5th-century Greek patriarch of Alexandria

John Talaia was patriarch of Alexandria from 481 until 482. He was consecrated in 481, succeeding Timothy III Salophakiolos.

Talaia was a convinced adherent of the Council of Chalcedon and refused to sign Emperor Zeno's Henoticon (which glossed over the Council of Chalcedon). Because of this, the Emperor expelled him and recognized the Miaphysite claimant Peter Mongus as the legitimate patriarch on the condition that he would sign the Henoticon. Mongus complied and was recognized by the patriarchs of Antioch and Constantinople.

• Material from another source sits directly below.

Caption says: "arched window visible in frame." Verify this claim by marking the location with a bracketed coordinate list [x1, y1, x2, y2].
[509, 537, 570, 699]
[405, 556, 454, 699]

Talaia fled to Rome, where he was welcomed by Pope Simplicius. This pope, or his successor Felix III, refused to recognize Mongus and defended Talaia's rights in a letter to Acacius of Constantinople. As Acacius maintained the Henoticon and communion with Mongus, the pope excommunicated the patriarchs in 484. This Acacian schism lasted until 519.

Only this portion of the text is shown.